Many of these critical thinking activities are facilitated through group interactions, a fundamental practice in my teaching. I see small-group work as not only extremely helpful but crucial to the typical writing student because a great percentage of a human’s learning is done through observing others and their modeling, either through direct interaction or through vicarious experiences. Small-group work facilitates this beautifully because a typical writing student is more willing to learn from his peers than his teachers, and the interaction is more active, thereby creating a more cognitively challenging learning environment. In addition, it also helps develop students’ collaborative abilities, which strengthen not only their learning, communication, and thinking skills for the remainder of their academic life, but also aids them in becoming a strong part of any professional discourse community in the future, thereby helping them become productive citizens, one of my “hidden” objectives as a teacher.
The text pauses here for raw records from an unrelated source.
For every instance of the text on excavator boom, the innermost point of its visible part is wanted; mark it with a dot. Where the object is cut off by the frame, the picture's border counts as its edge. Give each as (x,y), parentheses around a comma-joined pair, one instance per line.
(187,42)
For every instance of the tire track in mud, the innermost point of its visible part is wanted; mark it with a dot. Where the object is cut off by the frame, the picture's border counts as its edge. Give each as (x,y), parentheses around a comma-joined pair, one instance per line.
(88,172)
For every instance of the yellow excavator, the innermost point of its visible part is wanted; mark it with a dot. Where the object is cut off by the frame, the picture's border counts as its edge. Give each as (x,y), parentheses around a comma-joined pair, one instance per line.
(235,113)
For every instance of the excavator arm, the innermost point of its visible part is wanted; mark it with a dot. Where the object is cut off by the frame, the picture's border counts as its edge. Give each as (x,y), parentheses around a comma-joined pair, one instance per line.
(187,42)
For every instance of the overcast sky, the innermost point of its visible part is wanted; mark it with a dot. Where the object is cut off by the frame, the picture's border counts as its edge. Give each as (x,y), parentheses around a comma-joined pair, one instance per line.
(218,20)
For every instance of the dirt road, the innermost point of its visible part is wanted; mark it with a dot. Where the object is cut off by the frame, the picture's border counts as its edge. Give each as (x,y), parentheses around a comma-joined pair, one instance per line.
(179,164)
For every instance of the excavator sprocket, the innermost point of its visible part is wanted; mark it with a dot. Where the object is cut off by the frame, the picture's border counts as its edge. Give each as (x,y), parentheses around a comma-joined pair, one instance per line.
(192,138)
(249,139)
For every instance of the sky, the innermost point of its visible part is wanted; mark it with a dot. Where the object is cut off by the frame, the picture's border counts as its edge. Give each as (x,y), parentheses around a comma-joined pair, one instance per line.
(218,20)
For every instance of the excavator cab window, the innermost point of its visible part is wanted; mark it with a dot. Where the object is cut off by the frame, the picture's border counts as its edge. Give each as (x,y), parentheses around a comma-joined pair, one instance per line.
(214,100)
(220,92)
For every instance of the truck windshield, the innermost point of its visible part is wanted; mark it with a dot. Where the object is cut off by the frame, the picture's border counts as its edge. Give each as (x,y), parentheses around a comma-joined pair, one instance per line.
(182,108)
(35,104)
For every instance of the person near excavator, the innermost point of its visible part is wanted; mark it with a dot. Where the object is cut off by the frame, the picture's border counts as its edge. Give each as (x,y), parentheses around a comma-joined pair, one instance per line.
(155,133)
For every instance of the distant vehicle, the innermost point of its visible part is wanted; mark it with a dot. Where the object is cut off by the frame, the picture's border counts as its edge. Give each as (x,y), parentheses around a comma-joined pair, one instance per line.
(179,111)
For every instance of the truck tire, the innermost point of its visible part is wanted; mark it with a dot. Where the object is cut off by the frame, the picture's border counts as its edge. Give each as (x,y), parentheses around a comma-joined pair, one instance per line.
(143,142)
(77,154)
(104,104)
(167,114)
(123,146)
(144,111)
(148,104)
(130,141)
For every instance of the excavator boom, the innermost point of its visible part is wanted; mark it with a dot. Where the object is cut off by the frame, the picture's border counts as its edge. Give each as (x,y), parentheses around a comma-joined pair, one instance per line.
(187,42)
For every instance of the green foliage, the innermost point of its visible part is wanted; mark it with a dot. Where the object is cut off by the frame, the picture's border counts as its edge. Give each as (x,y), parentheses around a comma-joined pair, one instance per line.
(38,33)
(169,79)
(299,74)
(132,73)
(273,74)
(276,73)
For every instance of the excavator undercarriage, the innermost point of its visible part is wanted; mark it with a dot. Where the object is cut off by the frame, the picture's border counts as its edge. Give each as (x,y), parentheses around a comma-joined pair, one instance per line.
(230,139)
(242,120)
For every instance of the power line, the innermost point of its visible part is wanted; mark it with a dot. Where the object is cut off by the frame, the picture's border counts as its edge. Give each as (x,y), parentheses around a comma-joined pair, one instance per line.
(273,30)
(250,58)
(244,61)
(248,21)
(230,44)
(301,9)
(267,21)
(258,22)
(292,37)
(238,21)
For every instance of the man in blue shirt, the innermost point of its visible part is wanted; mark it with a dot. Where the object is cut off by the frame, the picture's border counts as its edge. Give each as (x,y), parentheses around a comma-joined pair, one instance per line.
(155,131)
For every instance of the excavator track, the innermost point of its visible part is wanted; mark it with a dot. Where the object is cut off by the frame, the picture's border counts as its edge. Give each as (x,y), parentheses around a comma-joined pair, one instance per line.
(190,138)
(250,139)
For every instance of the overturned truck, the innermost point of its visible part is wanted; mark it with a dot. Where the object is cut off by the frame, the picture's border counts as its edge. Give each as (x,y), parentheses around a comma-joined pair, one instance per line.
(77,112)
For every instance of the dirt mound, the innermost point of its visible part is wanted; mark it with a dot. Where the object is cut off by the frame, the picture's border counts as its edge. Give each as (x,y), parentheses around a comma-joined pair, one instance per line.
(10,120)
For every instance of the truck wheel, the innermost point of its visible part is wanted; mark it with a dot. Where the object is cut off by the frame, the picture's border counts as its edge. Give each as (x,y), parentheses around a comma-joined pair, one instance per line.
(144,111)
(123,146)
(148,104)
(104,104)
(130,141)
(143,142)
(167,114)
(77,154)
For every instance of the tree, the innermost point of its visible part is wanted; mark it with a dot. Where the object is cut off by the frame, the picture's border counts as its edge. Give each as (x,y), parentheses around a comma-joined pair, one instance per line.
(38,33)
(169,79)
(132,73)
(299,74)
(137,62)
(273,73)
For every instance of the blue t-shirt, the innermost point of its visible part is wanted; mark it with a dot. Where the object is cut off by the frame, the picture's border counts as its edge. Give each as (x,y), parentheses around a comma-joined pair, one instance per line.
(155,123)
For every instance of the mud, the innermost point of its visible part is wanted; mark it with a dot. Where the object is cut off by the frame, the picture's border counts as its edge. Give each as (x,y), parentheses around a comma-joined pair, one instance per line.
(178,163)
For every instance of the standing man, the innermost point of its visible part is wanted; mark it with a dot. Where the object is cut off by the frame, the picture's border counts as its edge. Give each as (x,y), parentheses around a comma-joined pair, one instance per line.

This focus on small-group modeling and my “hidden” objective, however, does not mean I as the teacher will be invisible. Since I believe humans construct their knowledge and learn from the models they have in their lives, as set forth by Vygotsky, Bandura, and Brufee, I constantly keep in mind that my students could use everything I do and say as a model; therefore, I consciously use this modeling as a way of facilitating and guiding the construction of their knowledge as it relates to higher-order thinking and problem-solving skills by doing such things as thinking out loud, stopping often to clarify understanding, using Socratic questioning, challenging students to take a different stance than is natural to them, consistently using academic language and expecting the same from them, as well as edifying and encouraging reflective practice. I believe being a reflective writer and reader is a vital part of the goal-setting aspect of the writing process that enables a person not only to analyze a product, practice, or process, but to evaluate the goals of the writer and synthesize that reflection into a strong end result. Therefore, both peer evaluations and self-evaluations are key components of each major writing assignment.


Along with each writing assignment, as well as most other group activities, students will focus attention on the assignment’s rhetorical situation. I believe the most basic process of drawing students’ attention to the rhetorical situation is to evaluate the R.A.F.T. of the assignment (Role/Audience/Format/Topic Method developed by Nancy Vandervanter). What is their Role? (Who are they and what is their purpose?) Who is their audience? (What are the age, social class, education, experiences, cultures, and expectations of the audience?) What is the format of the writing? (What genre are they writing in, and what discourse conventions and expectations does the format contain?) Lastly, what is the topic they are addressing? (Is the topic broad or narrow? Is it appropriate to the audience?) Establishing the importance of the rhetorical situation is key.

With a focus on the development of students' cognitive awareness, critical thinking, collaborative abilities, reflective practice, and attention to the rhetorical situation throughout the semester, the greatest reward I have as a writing teacher is to see students grow in not only their writing ability but their sense of accomplishment and ownership as stronger writers and thinkers.